La crise du Covid a bouleversé de nombreux mondes, et notamment celui du sport. À Strasbourg, cela signifiait ne plus avoir de SIG, d’Étoile Noire et surtout plus de Racing. Un club qui a manqué à ses 19 000 abonnés, à sa ville et à ses habitants. Mais même les mauvaises choses ont une fin : le 30 août dernier, les Bleus et Blancs revenaient nous faire vibrer. Chacun possède son histoire avec le Racing et c’est ça qui en fait sa beauté. Alors on a décidé de vous en raconter une, parmi des milliers.

Partie 1 : le premier jour du reste de notre vie

Rien n’est pareil. Le Racing recommence sa saison en Ligue 1 dans son antre, recevant l’OGC Nice. La nuit tombe doucement sur Strasbourg, illuminant un ciel qui s’est paré de ses plus belles couleurs pour célébrer le retour de ses chouchous.

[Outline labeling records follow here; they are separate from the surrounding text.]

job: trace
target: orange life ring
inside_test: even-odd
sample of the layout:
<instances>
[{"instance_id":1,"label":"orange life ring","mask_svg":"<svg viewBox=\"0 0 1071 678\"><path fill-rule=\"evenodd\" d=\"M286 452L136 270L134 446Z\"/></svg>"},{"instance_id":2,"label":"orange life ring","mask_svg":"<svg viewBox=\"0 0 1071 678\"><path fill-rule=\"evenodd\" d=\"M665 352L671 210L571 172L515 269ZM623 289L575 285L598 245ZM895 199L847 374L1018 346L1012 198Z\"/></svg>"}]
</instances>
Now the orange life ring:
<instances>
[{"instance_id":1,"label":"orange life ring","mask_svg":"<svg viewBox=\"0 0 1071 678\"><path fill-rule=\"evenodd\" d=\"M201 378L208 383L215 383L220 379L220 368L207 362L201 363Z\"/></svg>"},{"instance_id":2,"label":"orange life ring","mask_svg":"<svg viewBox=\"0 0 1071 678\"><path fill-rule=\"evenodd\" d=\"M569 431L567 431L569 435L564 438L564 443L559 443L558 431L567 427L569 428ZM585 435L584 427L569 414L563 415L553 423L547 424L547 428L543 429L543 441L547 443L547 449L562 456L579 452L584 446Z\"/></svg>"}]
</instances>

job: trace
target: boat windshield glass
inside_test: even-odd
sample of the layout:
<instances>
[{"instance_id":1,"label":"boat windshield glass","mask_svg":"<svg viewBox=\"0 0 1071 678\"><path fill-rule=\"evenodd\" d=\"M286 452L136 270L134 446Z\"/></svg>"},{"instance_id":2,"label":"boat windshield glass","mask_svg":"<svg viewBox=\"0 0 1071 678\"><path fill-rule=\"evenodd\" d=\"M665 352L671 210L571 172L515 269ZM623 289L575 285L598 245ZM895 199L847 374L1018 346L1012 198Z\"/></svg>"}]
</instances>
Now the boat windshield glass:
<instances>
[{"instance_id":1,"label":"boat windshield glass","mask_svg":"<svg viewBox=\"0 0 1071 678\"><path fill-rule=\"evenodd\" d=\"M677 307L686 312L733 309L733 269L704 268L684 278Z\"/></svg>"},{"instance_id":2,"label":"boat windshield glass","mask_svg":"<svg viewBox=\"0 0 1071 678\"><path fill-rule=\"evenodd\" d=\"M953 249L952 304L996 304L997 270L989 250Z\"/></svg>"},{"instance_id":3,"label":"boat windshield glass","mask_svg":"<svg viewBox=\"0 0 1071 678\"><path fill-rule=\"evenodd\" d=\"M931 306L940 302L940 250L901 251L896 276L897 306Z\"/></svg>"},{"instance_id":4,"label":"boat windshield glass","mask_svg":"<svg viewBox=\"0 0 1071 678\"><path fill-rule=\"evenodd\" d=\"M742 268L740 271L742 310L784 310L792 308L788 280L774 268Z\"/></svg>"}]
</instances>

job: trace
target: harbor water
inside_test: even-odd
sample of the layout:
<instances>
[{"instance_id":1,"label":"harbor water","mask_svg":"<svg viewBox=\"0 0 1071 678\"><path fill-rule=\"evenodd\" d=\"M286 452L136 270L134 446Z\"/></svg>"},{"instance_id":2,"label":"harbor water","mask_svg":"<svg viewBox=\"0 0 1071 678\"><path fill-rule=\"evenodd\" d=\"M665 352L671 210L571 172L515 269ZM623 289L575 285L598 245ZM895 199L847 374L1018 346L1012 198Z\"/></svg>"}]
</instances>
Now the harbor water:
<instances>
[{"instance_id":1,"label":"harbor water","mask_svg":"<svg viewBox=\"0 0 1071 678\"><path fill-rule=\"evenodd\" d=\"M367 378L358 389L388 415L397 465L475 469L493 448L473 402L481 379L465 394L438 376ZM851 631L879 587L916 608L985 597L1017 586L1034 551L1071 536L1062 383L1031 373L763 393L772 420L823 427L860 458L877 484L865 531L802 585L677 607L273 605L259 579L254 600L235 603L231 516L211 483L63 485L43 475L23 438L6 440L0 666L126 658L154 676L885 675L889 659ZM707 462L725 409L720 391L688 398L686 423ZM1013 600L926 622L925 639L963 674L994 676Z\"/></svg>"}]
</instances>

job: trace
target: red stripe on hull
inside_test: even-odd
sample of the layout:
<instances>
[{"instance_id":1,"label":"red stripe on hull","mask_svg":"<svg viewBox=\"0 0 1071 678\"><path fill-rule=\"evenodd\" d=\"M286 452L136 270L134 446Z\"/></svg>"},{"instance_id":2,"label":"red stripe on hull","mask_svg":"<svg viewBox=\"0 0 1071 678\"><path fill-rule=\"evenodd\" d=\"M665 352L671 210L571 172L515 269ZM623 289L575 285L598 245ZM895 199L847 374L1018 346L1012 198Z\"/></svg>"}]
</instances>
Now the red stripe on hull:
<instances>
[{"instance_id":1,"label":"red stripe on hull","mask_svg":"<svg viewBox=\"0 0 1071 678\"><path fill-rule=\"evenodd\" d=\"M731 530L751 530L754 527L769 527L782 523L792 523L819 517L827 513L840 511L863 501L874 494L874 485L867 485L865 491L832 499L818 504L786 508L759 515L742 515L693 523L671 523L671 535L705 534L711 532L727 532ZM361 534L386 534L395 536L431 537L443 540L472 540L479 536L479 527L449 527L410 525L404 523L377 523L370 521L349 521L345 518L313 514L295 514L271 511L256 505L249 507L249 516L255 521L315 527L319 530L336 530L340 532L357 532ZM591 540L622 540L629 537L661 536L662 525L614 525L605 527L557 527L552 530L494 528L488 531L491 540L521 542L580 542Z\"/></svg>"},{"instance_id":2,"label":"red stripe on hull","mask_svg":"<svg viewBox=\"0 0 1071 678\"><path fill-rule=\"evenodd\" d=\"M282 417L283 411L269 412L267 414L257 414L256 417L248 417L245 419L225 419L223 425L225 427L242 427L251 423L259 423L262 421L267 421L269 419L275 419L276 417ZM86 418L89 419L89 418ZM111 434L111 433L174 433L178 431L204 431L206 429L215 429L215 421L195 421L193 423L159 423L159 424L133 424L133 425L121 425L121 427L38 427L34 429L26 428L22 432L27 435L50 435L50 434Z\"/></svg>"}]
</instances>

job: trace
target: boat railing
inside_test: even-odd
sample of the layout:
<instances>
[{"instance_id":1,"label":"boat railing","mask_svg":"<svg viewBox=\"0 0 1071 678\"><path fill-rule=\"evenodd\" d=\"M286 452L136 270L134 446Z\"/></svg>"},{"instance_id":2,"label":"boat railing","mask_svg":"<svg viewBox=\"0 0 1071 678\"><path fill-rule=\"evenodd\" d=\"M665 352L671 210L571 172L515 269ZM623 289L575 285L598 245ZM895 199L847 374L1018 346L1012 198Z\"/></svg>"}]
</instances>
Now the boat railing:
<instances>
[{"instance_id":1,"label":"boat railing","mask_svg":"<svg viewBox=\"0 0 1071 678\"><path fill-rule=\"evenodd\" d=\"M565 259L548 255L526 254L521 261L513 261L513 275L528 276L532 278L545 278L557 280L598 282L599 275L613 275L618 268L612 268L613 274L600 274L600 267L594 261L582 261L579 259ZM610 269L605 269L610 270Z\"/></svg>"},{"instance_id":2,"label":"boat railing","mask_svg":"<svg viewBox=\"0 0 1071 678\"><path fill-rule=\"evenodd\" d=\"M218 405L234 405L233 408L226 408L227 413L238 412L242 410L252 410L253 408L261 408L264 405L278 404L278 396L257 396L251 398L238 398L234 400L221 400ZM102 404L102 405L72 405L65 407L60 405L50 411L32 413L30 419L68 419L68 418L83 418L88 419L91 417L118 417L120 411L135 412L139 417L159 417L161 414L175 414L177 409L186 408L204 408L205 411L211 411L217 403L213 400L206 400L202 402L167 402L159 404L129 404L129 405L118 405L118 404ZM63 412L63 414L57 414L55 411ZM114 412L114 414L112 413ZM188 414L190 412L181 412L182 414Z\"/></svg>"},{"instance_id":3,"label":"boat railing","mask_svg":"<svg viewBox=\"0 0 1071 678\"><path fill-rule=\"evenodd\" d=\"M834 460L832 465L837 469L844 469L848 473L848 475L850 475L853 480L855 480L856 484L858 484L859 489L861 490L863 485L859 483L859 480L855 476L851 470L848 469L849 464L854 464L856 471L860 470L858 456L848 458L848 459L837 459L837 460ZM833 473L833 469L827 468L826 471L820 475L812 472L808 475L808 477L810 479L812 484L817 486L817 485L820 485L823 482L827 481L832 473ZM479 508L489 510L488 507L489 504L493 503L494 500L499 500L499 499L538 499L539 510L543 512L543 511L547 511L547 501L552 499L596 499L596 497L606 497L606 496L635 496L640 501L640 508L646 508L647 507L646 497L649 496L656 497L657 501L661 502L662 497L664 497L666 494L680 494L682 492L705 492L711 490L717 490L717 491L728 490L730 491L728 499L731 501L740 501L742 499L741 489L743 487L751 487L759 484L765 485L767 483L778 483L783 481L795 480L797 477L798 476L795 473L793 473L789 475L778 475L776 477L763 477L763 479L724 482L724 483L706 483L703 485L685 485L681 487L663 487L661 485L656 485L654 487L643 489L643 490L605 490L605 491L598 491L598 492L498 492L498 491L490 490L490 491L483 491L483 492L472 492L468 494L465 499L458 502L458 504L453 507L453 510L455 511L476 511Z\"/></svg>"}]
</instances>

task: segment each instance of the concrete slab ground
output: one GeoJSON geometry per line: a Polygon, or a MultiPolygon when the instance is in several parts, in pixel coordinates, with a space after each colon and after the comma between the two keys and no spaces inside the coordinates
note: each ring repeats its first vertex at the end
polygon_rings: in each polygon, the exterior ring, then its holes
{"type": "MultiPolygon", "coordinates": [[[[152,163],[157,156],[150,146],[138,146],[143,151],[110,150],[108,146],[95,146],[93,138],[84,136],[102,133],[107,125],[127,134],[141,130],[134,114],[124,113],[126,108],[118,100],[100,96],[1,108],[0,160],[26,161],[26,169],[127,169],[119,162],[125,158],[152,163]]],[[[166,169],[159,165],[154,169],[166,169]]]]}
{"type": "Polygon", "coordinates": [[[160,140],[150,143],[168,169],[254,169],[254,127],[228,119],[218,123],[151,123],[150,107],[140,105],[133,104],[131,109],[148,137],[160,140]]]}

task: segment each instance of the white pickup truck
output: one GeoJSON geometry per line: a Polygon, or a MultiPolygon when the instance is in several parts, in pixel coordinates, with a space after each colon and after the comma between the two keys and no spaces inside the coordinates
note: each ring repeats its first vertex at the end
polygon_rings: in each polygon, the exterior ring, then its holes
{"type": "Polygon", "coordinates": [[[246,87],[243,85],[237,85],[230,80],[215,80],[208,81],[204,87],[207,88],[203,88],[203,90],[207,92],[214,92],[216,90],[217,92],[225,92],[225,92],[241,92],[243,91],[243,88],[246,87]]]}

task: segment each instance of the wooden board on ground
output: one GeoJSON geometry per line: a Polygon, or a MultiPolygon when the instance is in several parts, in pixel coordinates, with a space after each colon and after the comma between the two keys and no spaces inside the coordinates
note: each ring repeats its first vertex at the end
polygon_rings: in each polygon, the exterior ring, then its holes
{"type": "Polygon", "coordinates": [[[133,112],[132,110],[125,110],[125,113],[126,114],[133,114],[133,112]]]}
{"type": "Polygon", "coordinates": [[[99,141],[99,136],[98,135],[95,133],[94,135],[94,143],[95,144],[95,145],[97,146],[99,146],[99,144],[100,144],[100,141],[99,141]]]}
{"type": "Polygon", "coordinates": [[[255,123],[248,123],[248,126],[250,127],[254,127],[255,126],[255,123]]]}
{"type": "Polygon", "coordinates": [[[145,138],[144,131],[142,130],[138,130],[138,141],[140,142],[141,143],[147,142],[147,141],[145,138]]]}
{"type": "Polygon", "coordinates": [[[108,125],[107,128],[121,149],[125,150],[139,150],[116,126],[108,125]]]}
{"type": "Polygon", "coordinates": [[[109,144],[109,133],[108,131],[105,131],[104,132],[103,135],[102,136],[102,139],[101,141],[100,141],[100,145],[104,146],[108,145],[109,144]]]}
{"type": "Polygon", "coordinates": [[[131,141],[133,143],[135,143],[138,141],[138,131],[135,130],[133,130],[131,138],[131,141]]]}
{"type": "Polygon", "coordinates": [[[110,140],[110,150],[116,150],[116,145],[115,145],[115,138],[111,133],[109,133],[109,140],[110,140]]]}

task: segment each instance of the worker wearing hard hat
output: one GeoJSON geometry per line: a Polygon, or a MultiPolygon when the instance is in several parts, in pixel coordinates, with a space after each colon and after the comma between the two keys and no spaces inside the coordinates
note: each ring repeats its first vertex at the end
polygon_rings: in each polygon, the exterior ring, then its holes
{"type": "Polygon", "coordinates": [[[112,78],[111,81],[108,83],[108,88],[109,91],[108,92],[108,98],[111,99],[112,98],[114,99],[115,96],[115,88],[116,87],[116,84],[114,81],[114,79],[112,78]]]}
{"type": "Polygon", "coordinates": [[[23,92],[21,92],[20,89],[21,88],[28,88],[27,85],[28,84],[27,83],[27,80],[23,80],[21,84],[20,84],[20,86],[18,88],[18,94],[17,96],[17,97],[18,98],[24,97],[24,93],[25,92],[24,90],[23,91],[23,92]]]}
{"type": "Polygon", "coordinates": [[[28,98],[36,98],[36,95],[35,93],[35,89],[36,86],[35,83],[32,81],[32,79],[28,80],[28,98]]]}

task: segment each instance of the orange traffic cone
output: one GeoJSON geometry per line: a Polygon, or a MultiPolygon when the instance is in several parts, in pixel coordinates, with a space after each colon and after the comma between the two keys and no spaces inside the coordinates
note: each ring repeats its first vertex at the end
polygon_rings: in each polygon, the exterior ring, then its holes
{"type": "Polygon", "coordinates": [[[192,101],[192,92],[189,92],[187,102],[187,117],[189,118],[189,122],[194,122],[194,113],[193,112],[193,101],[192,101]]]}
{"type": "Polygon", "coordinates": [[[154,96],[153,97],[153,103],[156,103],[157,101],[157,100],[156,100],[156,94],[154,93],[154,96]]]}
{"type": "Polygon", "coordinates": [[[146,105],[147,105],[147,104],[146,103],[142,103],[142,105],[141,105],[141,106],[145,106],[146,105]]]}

Ludo, Adrien, Dimitri, Momo ou Bingou, des visages et des figures qui sont de retour.

Les supporters aussi le sont, de retour. 5 000. Pas un de plus. C’est la jauge qui a été décidée. Avec près de 17 000 abonnés cette année encore, obtenir son précieux sésame dans les méandres de la billetterie a ressemblé au voyage d’Ulysse dans l’Odyssée. Long, éreintant mais couronné de succès.

Pire que Koh-Lanta… © Nicolas Kaspar/Pokaa

On pensait que la fin des épreuves allait de paire avec l’arrivée au stade. Mais que nenni. On n’avais pas encore affronté les zig et les zag pour avancer entre les différentes barrières. Un parcours semé d’embûches ressemblant davantage à un alcootest préventif qu’à un protocole sanitaire. Même pas un seul Picon et déjà la tête qui tourne. Le Racing va finir par me faire croire que j’ai perdu mes bonnes habitudes…

Les dernières lueurs du jour scintillent alors que je rejoins mon père. Lui et moi, on a attendu ça depuis six mois, comme une éternité. Pas d’étreinte, juste un check de coude. On est pudique dans ma famille. Mais ce n’est pas ça le problème : mon père est à risque. On déconne pas avec ces choses-là.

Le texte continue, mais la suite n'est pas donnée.